Portsmouth Travel Guide
Portsmouth’s most popular visitor attractions are centred on the waterfront and harbour, the
most famous being the ‘Mary Rose’. Henry VIII's flagship the 'Mary Rose'
sank soon after leaving the harbour to fight the French. And there she remained
for 437 years until recovered from the seabed in 1982. Now largely restored the
‘Mary Rose’ is on public display at the Historic Dockyard along with HMS Victory the flagship
of Admiral Lord
Nelson, where visitors can see the actual spot where Nelson died. For
diehard maritime history fanatics the Dockyard is also home to HMS Warrior, The
Royal Naval Museum, and the Dockyard Apprentice Exhibition.
But there is much more to Portsmouth than history, the modern city has been sympathetically
integrated into the old. The waterfront Gunwharf
Quays is a fine example with spectacular views across the harbour; the
quays are home to dozens of designer shops, pubs and restaurants.
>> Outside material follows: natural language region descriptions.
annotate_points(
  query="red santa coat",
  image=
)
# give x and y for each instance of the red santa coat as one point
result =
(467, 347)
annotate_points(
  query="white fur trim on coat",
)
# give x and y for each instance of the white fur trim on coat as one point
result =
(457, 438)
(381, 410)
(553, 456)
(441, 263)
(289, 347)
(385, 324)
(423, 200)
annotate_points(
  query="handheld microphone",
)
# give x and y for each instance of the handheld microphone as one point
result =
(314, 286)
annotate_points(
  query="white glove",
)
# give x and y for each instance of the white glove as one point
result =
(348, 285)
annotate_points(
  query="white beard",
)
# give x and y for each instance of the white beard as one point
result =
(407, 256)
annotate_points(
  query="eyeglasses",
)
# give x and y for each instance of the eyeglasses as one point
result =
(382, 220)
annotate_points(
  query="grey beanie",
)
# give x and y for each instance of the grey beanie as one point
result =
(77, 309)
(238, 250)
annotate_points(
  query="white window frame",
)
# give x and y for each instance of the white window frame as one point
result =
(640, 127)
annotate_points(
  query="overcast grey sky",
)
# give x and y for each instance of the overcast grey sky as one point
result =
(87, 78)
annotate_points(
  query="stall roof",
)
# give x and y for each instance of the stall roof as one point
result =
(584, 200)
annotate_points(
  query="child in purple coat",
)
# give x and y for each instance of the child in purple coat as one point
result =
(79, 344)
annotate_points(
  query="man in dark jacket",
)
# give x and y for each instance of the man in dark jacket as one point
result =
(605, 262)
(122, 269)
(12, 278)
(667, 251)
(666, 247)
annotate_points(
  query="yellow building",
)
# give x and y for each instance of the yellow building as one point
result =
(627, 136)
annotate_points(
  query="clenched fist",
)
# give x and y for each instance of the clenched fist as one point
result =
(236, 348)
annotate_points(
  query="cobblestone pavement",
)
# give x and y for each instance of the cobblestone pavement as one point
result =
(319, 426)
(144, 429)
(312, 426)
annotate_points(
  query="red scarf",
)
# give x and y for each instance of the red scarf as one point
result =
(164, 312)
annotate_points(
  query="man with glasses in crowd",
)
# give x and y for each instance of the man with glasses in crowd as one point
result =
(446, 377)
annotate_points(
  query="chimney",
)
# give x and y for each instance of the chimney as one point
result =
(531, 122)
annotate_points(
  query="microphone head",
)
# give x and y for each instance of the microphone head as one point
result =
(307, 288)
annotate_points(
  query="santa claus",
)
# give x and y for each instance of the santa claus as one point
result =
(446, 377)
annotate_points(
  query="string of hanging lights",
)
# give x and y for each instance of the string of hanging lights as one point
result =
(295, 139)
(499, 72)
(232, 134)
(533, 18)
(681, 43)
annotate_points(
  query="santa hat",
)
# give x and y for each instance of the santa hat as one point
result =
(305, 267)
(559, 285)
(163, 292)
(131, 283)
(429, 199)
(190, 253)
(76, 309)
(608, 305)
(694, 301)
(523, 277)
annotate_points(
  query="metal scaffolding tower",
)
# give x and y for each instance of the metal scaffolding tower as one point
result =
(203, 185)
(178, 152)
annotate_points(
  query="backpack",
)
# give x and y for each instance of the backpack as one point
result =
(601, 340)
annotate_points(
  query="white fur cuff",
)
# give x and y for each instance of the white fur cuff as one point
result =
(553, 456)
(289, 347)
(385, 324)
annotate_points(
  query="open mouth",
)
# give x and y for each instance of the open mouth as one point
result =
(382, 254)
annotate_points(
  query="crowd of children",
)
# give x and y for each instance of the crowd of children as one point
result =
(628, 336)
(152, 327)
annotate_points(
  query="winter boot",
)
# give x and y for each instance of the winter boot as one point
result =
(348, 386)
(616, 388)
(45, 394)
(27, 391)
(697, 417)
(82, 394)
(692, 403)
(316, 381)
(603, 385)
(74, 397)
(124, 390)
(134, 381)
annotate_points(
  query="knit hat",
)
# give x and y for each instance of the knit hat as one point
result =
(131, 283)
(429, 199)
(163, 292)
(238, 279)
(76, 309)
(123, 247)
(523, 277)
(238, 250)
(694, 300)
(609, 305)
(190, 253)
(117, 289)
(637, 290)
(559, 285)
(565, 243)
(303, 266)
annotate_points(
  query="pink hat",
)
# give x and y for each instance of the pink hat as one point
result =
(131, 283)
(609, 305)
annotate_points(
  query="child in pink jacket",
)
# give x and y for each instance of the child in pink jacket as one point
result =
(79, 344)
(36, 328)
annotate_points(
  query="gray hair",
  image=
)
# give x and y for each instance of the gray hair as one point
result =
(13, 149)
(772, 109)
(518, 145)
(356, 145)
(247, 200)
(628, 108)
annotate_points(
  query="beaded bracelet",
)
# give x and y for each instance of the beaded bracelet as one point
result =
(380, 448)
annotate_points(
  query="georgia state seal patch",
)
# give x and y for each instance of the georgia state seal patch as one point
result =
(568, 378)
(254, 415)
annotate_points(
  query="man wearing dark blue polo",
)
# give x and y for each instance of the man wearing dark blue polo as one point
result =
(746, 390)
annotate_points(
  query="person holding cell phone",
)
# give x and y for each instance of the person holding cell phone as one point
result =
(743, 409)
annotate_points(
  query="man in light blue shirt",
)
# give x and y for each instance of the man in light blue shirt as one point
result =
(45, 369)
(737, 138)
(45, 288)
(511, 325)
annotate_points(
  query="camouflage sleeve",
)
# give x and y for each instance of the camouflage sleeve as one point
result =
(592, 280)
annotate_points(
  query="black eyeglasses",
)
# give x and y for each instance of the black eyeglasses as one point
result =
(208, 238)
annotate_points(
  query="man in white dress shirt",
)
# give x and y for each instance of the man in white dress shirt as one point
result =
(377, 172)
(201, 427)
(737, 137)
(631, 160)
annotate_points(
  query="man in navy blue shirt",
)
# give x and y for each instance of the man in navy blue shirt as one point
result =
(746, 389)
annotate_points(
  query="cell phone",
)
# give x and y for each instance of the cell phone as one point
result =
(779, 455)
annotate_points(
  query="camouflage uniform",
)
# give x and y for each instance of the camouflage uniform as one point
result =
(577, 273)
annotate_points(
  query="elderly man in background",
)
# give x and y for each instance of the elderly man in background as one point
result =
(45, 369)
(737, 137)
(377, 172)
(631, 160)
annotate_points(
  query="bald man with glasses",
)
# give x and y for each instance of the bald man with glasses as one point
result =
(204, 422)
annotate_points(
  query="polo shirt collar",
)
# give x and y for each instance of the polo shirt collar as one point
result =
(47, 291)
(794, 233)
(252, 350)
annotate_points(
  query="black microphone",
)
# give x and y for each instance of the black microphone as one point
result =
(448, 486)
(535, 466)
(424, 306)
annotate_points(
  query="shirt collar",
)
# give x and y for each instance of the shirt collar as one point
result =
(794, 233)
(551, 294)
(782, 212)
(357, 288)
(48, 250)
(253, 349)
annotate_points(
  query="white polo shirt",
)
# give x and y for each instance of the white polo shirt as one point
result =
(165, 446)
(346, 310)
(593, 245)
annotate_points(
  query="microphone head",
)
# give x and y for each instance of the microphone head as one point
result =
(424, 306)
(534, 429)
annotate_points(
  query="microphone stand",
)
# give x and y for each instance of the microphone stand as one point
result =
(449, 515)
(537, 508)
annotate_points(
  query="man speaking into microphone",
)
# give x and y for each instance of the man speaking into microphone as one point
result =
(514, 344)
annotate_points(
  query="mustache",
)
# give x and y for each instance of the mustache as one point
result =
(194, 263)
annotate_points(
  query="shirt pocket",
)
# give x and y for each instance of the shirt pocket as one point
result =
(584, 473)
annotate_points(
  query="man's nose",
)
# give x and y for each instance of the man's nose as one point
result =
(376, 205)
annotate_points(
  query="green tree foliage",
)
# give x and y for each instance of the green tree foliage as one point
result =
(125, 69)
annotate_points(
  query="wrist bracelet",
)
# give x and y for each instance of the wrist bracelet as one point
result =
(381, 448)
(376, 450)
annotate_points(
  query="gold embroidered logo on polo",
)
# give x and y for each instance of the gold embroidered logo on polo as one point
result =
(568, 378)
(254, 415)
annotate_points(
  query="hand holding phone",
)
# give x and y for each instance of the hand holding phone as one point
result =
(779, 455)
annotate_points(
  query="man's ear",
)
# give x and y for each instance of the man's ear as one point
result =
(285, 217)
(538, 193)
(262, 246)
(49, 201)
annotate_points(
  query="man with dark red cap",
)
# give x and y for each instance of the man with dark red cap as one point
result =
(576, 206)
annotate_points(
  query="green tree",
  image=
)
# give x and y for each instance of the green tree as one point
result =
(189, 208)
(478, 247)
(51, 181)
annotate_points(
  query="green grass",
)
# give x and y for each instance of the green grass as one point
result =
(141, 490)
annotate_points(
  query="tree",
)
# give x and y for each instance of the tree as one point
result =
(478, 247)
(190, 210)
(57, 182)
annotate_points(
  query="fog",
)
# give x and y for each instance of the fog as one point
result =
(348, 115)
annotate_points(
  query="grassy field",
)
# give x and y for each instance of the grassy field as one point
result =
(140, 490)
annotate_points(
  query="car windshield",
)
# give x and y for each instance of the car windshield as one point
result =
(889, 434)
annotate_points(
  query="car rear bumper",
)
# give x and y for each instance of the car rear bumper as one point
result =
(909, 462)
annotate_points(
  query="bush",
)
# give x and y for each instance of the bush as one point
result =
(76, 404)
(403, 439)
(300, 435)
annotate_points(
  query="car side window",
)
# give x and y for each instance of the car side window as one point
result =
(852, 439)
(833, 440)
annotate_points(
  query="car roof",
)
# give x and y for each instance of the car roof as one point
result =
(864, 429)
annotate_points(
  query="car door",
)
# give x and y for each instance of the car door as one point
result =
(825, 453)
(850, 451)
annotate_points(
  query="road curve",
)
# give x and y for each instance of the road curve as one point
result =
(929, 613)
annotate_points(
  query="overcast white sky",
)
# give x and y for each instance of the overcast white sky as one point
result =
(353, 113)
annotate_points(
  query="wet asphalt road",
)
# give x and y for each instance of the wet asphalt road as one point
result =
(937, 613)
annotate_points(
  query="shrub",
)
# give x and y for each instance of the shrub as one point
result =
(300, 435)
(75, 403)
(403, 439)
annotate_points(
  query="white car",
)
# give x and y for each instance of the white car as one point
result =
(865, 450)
There is no shortage of entertainment in the Portsmouth area. Whether your interest
is cinemas, theatres, nightclubs,
live entertainment, pubs or sporting events, there is something for all tastes
in Portsmouth. The New
Theatre Royal despite its new name has been around for some 150 years
and is a popular venue for the performing arts. Nearby Chichester is home to
the internationally renowned Festival Theatre.
The Wedgewood Rooms in nearby
Southsea is a popular spot for live music and comedy. Pub and club goers are
well catered for; Local brewer George Gale produces an excellent guide to the
areas local pubs and ales.
Transport links with the rest of Britain and Europe are excellent. London’s Gatwick and Heathrow airports are approximately
1 hour away by train. There are regular ferry services from the city to northern France.